VLM-C4L：基于视觉-语言模型的自动驾驶持续核心数据集学习与极端场景优化 (VLM-C4L: Continual Core Dataset Learning with Corner Case Optimization via Vision-Language Models for Autonomous Driving)

With the widespread adoption and deployment of autonomous driving, handling complex environments has become an unavoidable challenge. Due to the scarcity and diversity of extreme scenario datasets, current autonomous driving models struggle to effectively manage corner cases. This limitation poses a significant safety risk, according to the National Highway Traffic Safety Administration (NHTSA), autonomous vehicle systems have been involved in hundreds of reported crashes annually in the United States, occurred in corner cases like sun glare and fog, which caused a few fatal accident. Furthermore, in order to consistently maintain a robust and reliable autonomous driving system, it is essential for models not only to perform well on routine scenarios but also to adapt to newly emerging scenarios, especially those corner cases that deviate from the norm. This requires a learning mechanism that incrementally integrates new knowledge without degrading previously acquired capabilities. However, to the best of our knowledge, no existing continual learning methods have been proposed to ensure consistent and scalable corner case learning in autonomous driving. To address these limitations, we propose VLM-C4L, a continual learning framework that introduces Vision-Language Models (VLMs) to dynamically optimize and enhance corner case datasets, and VLM-C4L combines VLM-guided high-quality data extraction with a core data replay strategy, enabling the model to incrementally learn from diverse corner cases while preserving performance on previously routine scenarios, thus ensuring long-term stability and adaptability in real-world autonomous driving. We evaluate VLM-C4L on large-scale real-world autonomous driving datasets, including Waymo and the corner case dataset CODA.

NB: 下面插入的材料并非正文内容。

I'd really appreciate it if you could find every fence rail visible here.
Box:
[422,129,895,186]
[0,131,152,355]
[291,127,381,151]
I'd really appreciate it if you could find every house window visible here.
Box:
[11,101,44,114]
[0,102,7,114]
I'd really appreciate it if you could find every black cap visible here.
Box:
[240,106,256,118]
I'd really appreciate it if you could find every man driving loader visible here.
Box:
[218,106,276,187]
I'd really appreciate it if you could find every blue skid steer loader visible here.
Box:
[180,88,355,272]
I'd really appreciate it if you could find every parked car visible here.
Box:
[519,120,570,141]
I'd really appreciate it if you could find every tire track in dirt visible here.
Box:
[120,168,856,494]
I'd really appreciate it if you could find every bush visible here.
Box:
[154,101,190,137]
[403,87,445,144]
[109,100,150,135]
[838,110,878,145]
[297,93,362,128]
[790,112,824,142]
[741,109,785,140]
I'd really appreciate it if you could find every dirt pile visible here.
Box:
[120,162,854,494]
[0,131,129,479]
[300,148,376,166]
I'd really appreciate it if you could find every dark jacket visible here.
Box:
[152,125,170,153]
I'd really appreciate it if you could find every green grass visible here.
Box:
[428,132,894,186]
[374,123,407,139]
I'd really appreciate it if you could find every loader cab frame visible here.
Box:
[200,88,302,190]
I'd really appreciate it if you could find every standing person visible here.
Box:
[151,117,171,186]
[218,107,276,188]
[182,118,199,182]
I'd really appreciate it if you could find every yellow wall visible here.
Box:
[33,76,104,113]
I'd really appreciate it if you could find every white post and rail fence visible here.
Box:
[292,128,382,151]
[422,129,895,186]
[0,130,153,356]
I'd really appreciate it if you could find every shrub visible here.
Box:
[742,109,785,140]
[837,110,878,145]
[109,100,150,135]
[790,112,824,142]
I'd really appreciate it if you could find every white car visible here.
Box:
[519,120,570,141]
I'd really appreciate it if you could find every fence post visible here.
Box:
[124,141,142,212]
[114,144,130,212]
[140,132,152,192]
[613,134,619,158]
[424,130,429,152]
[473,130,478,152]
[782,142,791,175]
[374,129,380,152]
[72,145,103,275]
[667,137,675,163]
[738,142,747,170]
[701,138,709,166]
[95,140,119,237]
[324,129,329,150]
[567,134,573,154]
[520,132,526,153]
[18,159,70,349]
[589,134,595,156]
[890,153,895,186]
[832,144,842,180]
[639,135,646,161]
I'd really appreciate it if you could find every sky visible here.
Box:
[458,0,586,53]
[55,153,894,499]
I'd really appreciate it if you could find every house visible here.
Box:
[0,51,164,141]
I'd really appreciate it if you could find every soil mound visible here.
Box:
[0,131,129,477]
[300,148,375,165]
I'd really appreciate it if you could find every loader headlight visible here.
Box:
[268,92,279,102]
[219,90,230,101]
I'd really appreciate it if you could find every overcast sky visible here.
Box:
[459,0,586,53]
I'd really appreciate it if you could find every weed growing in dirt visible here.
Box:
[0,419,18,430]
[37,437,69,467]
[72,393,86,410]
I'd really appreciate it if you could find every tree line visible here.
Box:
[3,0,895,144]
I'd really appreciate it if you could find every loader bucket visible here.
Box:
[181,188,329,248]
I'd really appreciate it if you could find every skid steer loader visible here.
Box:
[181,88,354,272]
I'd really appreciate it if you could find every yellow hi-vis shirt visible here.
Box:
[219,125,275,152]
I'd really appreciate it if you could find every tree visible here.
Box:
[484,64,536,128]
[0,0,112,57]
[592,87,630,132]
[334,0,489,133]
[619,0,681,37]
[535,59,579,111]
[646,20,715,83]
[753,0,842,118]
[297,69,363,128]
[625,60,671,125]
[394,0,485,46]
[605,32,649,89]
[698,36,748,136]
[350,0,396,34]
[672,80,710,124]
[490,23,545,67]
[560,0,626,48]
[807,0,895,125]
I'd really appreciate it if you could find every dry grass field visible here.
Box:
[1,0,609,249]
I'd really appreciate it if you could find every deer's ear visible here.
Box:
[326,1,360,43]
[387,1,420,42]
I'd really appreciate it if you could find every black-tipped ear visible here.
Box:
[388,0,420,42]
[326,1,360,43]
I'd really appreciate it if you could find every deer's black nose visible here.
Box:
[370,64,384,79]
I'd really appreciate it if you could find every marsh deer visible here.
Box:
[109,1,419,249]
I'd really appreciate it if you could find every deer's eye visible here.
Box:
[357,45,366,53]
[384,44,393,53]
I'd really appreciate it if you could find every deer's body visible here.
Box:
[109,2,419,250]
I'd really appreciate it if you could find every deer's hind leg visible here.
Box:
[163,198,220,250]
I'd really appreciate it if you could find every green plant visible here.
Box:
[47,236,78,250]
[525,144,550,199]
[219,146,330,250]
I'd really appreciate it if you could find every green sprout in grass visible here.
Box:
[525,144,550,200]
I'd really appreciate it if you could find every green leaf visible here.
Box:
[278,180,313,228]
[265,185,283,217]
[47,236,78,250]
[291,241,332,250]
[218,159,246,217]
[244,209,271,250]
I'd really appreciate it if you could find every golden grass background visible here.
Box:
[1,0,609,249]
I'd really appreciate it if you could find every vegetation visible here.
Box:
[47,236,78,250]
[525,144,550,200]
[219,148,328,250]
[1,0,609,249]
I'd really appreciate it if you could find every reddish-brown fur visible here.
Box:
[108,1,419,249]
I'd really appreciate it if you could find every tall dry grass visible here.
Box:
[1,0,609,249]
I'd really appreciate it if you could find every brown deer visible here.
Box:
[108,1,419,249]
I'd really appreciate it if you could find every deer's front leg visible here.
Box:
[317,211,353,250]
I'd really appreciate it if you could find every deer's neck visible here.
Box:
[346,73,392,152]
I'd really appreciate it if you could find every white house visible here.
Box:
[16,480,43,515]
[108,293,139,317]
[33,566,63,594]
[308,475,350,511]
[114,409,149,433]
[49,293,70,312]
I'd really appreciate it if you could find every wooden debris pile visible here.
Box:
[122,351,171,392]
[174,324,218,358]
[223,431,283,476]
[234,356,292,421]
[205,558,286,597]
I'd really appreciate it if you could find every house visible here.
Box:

翻译：随着自动驾驶技术的广泛应用与部署，处理复杂环境已成为不可避免的挑战。由于极端场景数据集的稀缺性与多样性，当前自动驾驶模型难以有效应对极端场景。这一局限带来了显著的安全风险：根据美国国家公路交通安全管理局（NHTSA）的报告，自动驾驶系统在美国每年涉及数百起上报事故，其中多数发生在如阳光眩光、浓雾等极端场景下，并已导致数起致命事故。此外，为持续保持自动驾驶系统的鲁棒性与可靠性，模型不仅需在常规场景中表现良好，还必须适应新出现的场景，尤其是偏离常态的极端场景。这需要一种能够逐步整合新知识而不损害已习得能力的学习机制。然而，据我们所知，目前尚未有持续学习方法被提出，以确保自动驾驶中极端场景学习的一致性与可扩展性。为应对这些局限，我们提出VLM-C4L，一种引入视觉-语言模型（VLMs）以动态优化与增强极端场景数据集的持续学习框架。VLM-C4L结合了VLM引导的高质量数据提取与核心数据回放策略，使模型能够从多样化的极端场景中增量学习，同时保持对先前常规场景的性能，从而确保实际自动驾驶中的长期稳定性与适应性。我们在包括Waymo与极端场景数据集CODA在内的大规模真实世界自动驾驶数据集上评估了VLM-C4L。